The summer Daniel Middleton ran drugs was loud, fast, and reckless.
Everyone knew Daniel. Not because he was the biggest guy around, but because he always seemed calm when things got tense. He worked with Hunter and someone else, moving packages through late-night handoffs and empty parking lots, always telling himself it was temporary. Just enough money to get out.
you wasn’t part of that world. That was the point.
daniel and You met through McKayla , who threw parties like she was afraid silence might catch her. you noticed things—how Daniel disappeared to take phone calls, how Daniel had hunter hovered too close, how hunter always watched the street instead of the people. Daniel noticed that you didn’t ask questions.
Hot summer nights blurred together. Police sirens in the distance. Sweat-soaked arguments between hunter and the other worker (can’t remember his name ngl! You can put his name in) about risks they were taking. Daniel standing on rooftops, looking out over the city, pretending he was already gone.

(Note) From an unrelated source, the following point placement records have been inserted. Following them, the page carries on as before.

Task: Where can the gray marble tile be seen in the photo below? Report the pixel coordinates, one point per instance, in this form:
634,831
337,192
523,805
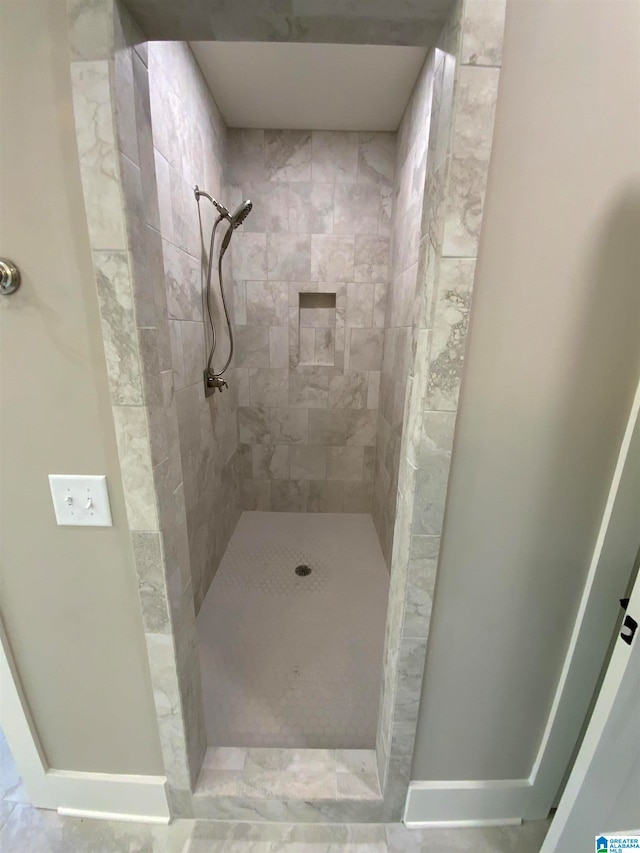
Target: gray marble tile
90,25
30,830
256,495
254,425
373,389
270,463
188,401
289,426
334,156
151,586
279,346
332,257
246,150
270,206
360,299
356,209
325,346
241,382
289,257
287,155
267,303
345,463
252,346
124,99
325,496
311,208
371,258
164,195
239,303
308,391
289,495
365,349
361,786
307,346
308,463
358,497
269,387
6,807
98,155
348,390
249,256
409,675
193,350
225,758
117,320
472,137
482,32
182,277
135,464
327,427
420,585
449,334
433,472
164,680
376,158
361,427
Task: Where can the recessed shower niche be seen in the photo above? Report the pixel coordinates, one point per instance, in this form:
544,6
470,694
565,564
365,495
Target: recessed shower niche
319,335
330,446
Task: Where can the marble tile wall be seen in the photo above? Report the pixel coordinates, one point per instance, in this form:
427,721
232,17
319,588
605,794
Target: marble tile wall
189,147
123,183
113,127
466,71
408,197
308,377
412,22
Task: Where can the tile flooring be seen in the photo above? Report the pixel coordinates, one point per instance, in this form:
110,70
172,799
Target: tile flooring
24,829
308,774
291,661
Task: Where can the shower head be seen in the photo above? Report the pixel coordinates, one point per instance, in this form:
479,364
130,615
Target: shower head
235,220
241,213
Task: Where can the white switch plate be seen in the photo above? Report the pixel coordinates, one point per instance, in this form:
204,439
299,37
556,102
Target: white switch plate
81,499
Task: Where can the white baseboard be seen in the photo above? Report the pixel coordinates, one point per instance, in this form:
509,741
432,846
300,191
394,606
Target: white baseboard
483,803
110,796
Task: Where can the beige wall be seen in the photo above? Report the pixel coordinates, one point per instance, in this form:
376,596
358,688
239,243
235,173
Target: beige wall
552,365
69,599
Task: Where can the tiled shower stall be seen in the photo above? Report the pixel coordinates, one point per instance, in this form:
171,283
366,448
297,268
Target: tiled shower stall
350,286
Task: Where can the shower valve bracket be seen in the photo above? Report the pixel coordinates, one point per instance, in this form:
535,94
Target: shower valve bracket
211,382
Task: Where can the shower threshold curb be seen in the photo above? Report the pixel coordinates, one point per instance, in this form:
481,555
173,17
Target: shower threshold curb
309,785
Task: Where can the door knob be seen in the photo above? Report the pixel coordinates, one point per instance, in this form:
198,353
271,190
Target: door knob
9,277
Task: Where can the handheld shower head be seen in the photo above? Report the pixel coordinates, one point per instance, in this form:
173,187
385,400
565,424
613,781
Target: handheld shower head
235,220
240,213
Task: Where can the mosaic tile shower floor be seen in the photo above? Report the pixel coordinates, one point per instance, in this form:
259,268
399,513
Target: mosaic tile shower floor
291,661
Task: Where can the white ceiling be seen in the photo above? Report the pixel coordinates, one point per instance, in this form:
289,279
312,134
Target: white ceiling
310,86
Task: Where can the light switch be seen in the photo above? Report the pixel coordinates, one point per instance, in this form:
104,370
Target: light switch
81,499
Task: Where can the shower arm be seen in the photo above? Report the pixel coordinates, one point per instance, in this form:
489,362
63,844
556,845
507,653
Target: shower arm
222,210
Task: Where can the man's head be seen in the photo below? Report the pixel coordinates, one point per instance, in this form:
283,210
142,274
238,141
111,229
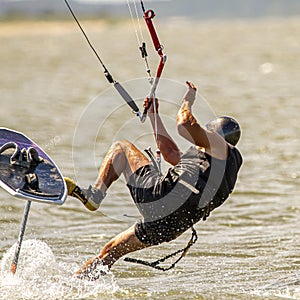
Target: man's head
227,127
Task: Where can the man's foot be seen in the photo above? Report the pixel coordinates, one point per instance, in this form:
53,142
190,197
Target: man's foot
92,270
91,197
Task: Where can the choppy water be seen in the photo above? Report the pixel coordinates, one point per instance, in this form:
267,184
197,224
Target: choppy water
52,89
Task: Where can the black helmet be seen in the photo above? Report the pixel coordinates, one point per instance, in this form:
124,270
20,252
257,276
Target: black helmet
227,127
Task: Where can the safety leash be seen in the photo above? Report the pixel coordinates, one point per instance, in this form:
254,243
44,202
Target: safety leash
156,264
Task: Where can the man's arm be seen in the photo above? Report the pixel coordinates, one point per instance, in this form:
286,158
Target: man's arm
165,143
191,130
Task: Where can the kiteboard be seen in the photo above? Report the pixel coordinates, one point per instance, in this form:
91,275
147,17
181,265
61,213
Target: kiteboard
27,172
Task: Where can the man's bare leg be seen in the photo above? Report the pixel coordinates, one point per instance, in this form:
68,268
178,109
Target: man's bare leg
122,158
119,246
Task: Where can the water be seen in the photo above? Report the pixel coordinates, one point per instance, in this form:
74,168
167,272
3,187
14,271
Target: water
53,90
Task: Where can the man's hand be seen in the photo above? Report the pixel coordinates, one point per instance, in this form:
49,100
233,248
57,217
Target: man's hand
190,95
149,104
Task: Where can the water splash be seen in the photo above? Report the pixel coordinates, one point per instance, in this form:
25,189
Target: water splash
40,276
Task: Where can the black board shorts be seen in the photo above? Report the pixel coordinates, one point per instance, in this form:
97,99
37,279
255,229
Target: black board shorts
168,207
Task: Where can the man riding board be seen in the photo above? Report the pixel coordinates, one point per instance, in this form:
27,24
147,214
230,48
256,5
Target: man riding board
199,180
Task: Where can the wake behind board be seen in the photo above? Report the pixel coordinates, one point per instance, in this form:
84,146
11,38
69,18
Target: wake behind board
27,172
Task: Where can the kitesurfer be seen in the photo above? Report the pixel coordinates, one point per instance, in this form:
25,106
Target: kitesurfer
199,180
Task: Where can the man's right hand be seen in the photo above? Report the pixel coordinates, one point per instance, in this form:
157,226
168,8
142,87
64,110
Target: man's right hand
149,105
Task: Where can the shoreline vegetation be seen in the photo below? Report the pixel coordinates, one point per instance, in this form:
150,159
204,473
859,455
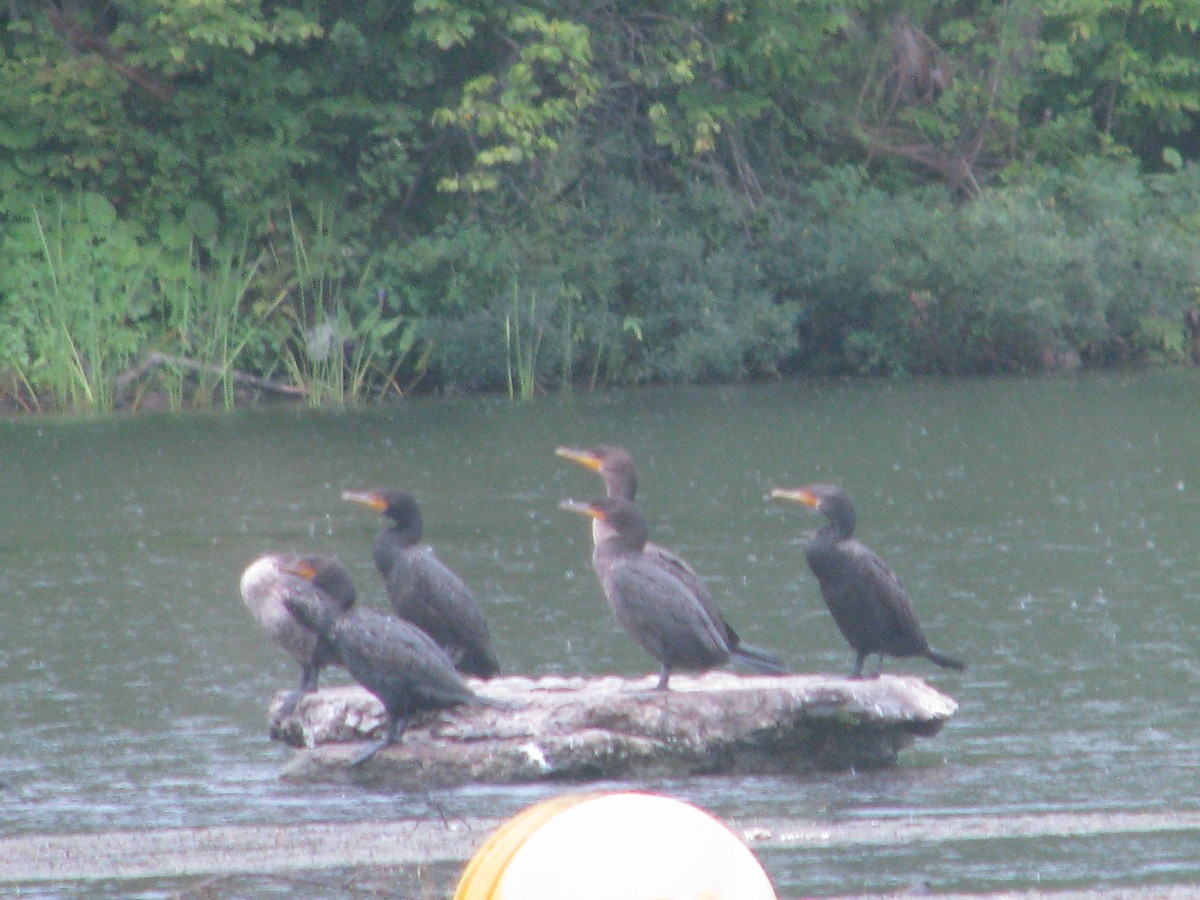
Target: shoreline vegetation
337,204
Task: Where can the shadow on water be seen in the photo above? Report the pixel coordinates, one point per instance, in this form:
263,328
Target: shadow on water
1044,527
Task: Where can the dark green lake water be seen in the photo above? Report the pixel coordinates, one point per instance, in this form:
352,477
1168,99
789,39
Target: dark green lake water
1047,531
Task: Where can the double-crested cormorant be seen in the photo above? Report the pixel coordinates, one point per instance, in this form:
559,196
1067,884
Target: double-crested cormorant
421,588
391,658
616,467
864,595
265,585
654,606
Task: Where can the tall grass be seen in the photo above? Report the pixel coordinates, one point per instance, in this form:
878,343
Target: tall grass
78,300
345,343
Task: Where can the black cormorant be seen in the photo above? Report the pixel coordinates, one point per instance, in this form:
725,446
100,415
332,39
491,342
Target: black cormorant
864,595
654,606
616,467
421,588
391,658
265,585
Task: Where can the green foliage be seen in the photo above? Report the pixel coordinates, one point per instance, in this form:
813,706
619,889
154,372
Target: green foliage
75,299
1005,283
354,198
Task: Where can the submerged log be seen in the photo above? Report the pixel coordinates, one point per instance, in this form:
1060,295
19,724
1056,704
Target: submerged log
588,729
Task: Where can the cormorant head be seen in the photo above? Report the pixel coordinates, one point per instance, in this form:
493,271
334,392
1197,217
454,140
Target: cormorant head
613,465
828,499
399,505
329,576
622,516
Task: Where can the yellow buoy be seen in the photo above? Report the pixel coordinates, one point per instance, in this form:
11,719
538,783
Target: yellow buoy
613,846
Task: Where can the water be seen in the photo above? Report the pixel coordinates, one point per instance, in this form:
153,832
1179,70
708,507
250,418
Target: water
1045,528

you became the quiet in between the chaos. Sitting on car hoods. Sharing fries at midnight. Talking about futures that felt unreal to Daniel, like something meant for other people.
Then things cracked.
A deal went wrong. Hunter panicked. Hunter blamed Daniel. Suddenly, the nights weren’t just hot—they were dangerous. Daniel realized the truth he’d been avoiding: the longer he stayed, the harder it would be to leave.
On the last night of summer, Daniel didn’t meet hunter. He didn’t answer hunters calls. He sat with you under a flickering streetlight, knowing some choices don’t come with clean endings.
By fall, Daniel Middleton was gone from the neighborhood.
Some said he ran. Some said he got smart.
But you knew the truth: that summer taught Daniel who he didn’t want to be—and sometimes, that’s enough to change everything.